When I was studying Fashion at Falmouth School of Art, I loved to look at the design books of the designers… I loved the wonderful fashion illustration, the mood boards and so on. In my year there was a girl there who used to do the most striking design drawings, I can’t remember her name, it was a long time ago. Many years on here I am with a list of colours and a question mark as to whether to use Mallard with the storm or Ice Gem…. Oh yes, that decision I made … I decided that the Flax needed to go and replaced it with Storm. I’m still sad that I’ve not included Marni – the wonderful red in the Erika Knight Collection.
So I’ve got my designs, I’ve knitted them in a super chunky yarn but not the Erika Knight yarn so it’s the moment of truth. When the yarn arrives I’ll cast on and see if my designs and the patterns I’ve sketched out work. The Erika Knight comes up a bit smaller than the Super Chunky I’ve used for the ‘roughs’ – I’ve tried to allow for that. I’m also working on different sizes for the Cape, working up a UK 8-12 and a 14 -18.
It’s a process you never get to see in the books about fashion designers, I guess a list with errors and question marks might not portray the right image! That’s a shame. We create myths around things where errors and questions are erased… that’s so often true in the stories we tell ourselves and the ones we tell others. The best we are able to offer is as Derran Brown said in his show one based on a true story. We leave the bits out that don’t suit us at the time for better or for worse.

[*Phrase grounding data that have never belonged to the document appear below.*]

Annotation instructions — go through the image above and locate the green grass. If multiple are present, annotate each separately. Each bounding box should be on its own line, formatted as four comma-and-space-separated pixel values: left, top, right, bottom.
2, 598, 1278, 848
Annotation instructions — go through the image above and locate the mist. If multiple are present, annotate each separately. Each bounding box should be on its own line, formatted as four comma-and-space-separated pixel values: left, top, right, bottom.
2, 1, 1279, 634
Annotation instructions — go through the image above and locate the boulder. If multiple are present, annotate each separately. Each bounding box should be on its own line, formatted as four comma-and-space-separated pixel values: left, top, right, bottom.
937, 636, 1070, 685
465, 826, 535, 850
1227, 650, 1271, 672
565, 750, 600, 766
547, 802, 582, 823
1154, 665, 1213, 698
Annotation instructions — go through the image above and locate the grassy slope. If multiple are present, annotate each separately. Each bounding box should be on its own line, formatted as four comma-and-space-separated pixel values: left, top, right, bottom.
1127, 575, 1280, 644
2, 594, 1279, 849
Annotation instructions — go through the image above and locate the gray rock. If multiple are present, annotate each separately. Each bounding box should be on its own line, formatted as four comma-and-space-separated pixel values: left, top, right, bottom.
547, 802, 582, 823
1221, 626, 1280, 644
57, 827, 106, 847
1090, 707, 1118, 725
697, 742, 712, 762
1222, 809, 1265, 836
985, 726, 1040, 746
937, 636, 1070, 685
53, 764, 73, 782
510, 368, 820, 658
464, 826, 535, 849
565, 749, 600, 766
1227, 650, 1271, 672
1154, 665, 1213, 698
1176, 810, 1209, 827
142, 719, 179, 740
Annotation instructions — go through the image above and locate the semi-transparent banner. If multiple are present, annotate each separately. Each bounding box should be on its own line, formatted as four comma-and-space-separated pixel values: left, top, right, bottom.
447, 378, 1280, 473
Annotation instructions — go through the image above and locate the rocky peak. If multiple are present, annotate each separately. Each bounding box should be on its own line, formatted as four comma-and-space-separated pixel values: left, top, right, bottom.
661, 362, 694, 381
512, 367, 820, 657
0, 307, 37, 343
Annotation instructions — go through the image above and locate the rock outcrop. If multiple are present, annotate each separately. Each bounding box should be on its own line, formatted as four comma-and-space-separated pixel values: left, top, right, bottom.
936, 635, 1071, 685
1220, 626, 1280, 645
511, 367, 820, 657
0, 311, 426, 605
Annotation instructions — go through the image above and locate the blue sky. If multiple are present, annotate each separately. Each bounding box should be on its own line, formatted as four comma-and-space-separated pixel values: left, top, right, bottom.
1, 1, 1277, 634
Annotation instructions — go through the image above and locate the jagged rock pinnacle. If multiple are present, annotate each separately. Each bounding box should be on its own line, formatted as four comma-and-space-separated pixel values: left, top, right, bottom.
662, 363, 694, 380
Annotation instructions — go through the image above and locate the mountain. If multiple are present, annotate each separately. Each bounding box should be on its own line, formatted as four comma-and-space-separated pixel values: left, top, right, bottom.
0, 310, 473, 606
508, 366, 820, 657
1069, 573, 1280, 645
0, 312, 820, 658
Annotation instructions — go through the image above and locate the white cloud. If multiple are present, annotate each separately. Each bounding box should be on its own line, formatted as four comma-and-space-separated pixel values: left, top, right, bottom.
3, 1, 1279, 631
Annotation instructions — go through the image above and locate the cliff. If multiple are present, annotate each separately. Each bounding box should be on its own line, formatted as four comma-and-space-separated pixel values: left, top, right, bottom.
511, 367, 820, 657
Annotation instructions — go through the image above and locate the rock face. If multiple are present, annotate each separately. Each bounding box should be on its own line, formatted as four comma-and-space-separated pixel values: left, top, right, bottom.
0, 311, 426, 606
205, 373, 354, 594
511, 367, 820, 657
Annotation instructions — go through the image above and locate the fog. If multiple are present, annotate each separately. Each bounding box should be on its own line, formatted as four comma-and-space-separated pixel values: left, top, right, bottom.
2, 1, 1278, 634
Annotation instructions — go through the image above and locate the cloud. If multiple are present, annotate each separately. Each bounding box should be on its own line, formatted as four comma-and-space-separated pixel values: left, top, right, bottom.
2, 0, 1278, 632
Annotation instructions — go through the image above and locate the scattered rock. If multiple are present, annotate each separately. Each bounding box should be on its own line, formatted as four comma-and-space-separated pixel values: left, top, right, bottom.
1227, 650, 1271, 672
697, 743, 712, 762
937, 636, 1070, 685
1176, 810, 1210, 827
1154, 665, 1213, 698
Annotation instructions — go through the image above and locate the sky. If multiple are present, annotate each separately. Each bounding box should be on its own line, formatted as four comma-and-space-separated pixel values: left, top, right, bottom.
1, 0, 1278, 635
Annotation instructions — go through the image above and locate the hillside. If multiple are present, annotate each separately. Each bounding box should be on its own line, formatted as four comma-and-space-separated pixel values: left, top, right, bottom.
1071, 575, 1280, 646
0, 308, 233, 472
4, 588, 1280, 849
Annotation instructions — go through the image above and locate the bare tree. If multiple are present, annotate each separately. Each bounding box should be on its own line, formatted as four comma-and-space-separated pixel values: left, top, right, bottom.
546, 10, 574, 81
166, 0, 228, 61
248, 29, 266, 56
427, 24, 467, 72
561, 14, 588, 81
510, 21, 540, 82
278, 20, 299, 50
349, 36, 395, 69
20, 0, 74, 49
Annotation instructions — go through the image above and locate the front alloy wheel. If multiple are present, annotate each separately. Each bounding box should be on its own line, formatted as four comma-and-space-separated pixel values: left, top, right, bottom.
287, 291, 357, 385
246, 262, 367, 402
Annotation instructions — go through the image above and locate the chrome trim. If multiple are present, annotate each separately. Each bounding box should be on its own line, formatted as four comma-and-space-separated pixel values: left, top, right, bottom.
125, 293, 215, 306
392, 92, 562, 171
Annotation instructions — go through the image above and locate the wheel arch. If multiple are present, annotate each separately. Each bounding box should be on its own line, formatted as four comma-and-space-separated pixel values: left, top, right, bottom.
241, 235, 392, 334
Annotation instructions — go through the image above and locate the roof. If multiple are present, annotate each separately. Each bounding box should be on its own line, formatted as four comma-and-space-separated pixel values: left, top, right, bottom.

Facebook and other social media gives us the edited highlights of others lives. I know for myself that every now and then when ‘Timehop’ presents me with a picture full of happiness and good times I was having a pretty miserable day. I’ve since endeavoured to make my posts more authentic. On the flip side, the stories I tell myself about myself, when examined are not accurate either, you know the sort, when you’re having a bad day and make it worse by falling into the ‘worst person in the world’ hole. So here I am, in my 40’s and in everything I do I try to find the truth of things. Not the ‘based on a true story’ truth but a truth borne out of examining facts with understanding and a critical eye.